Strates Shows, one of North America's leading outdoor amusement providers, provided the midway for what was  the 99th Champlain Valley Fair, a contract they've held since 2015. Shea pointed out that due to labor issues and other restrictions, the midway was cut a by a few attractions, most notably a roller coaster and the famed Strates Train.

Nonetheless, fairgoers were spending and in spite of softer than usual attendance, according to the carnival company, there were multiple record days during the “ten best days of summer” which culminated in all-time, single day midway gross revenue record for the fair on closing Saturday.

“After a year away, it was great to be back in New England with the Champlain Valley Fair,” said Strates Shows Director of Operations John Strates. “The carnival was well received by fairgoers who waited an extra year to experience the excitement of the midway due to the pandemic shutdown of 2020.”
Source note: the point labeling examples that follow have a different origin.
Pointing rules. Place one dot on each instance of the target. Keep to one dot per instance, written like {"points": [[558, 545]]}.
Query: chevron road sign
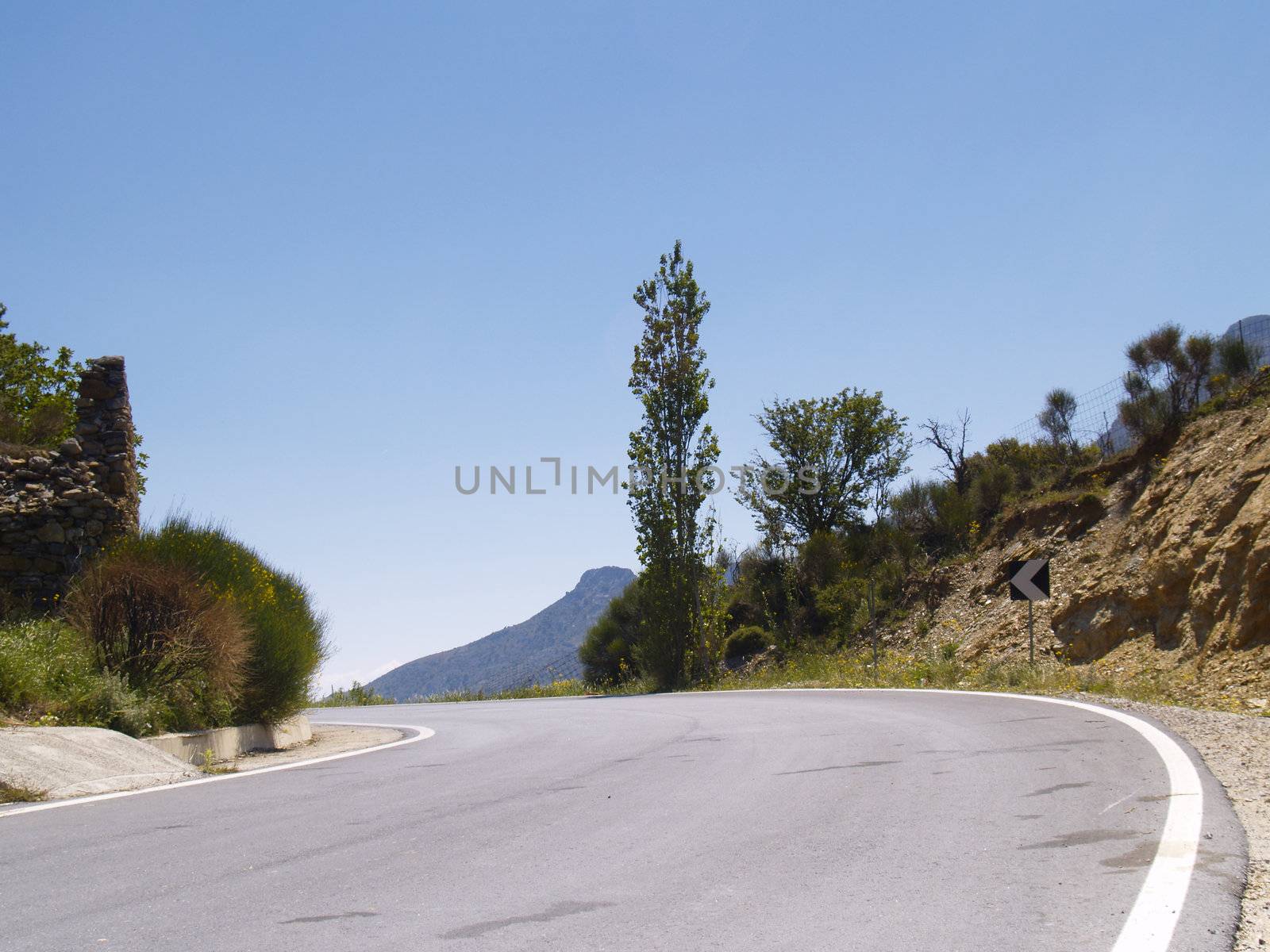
{"points": [[1029, 581]]}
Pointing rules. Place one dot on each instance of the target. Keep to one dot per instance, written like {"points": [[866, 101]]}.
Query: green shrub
{"points": [[286, 636], [48, 673], [156, 625], [746, 641]]}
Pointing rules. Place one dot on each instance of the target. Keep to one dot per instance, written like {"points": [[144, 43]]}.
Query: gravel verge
{"points": [[328, 739], [1237, 750]]}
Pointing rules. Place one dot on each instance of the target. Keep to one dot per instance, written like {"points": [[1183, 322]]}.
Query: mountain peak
{"points": [[537, 651]]}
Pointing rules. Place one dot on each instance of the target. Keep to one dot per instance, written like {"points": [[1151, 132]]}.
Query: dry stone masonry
{"points": [[61, 507]]}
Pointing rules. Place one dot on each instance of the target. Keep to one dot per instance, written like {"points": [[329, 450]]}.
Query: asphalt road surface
{"points": [[749, 820]]}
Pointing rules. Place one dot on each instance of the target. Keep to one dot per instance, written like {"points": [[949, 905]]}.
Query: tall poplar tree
{"points": [[672, 456]]}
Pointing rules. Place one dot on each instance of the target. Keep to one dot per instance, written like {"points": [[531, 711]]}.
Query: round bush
{"points": [[286, 636], [746, 641]]}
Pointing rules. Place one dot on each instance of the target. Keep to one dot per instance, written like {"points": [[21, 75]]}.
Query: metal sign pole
{"points": [[1032, 644], [873, 628]]}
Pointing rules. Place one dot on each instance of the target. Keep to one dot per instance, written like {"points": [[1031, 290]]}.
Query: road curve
{"points": [[749, 820]]}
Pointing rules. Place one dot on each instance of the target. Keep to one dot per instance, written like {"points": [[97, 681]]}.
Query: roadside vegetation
{"points": [[562, 689], [861, 552], [177, 628], [356, 696], [181, 628]]}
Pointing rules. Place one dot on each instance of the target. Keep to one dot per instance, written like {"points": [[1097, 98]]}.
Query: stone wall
{"points": [[61, 507]]}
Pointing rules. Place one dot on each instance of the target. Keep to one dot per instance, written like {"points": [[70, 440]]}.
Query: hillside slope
{"points": [[518, 654], [1162, 575]]}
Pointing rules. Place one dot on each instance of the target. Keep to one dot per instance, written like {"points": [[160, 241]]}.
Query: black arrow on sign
{"points": [[1029, 581]]}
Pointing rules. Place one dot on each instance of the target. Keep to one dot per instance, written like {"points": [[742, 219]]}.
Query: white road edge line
{"points": [[1155, 914], [419, 734]]}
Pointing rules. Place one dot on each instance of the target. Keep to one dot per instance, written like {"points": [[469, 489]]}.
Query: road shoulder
{"points": [[1236, 749]]}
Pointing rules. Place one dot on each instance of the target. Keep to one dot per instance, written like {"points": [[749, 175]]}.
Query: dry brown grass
{"points": [[156, 625]]}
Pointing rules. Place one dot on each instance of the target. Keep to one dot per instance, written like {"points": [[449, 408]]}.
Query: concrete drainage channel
{"points": [[55, 763], [232, 743]]}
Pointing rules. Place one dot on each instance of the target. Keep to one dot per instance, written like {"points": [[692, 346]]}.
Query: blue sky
{"points": [[348, 247]]}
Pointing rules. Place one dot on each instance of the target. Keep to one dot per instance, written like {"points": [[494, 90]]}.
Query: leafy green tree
{"points": [[1056, 419], [37, 391], [835, 460], [1166, 378], [607, 653], [672, 456]]}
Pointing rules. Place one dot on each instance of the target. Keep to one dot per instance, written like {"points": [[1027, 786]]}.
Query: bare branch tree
{"points": [[950, 440]]}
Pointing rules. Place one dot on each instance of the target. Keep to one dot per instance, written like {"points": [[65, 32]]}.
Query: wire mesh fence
{"points": [[1098, 412]]}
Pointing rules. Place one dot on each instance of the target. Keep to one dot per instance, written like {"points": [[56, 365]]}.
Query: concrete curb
{"points": [[230, 743]]}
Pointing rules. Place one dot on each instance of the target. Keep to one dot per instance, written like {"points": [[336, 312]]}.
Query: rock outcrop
{"points": [[1162, 573]]}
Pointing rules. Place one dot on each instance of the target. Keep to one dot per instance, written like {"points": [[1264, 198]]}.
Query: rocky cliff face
{"points": [[535, 651], [1159, 575]]}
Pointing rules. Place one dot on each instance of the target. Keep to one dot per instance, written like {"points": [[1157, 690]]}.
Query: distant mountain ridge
{"points": [[518, 654]]}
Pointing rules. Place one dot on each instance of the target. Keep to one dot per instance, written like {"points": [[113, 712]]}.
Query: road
{"points": [[749, 820]]}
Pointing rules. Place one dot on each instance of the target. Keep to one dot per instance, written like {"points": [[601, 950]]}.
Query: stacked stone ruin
{"points": [[61, 507]]}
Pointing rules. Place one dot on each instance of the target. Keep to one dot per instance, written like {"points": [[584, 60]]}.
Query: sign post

The 2021 midway was highlighted by the return of Strates Shows favorites including the “Big Wheel,” “Dream Wheel,” the “Wave Swinger” and the Italian-made Bertazzon “Double Carousel.”

The fair is still processing all the numbers, but considering the shortened window, entertainment downsizing and a labor shortage that challenged operations, “The fair paid off for us and we surpassed our expectation. It was very hard planning, because December and January were very grim. We were never sure we would even have a fair. We followed CDC guidelines, but we were never sure what the capacity would be.”

This year's fair understandably had far different objectives than the other 99 Champlain Valley Fairs. To put on a safe fair for the community within many constraints, most notably the austerity measures necessitated by the need to cut spending.  “The fair was a bit different, but we've lived to fight another day.”
He added, “within two weeks of the fair, no cases of COVID were reported to be traced back to the fair.”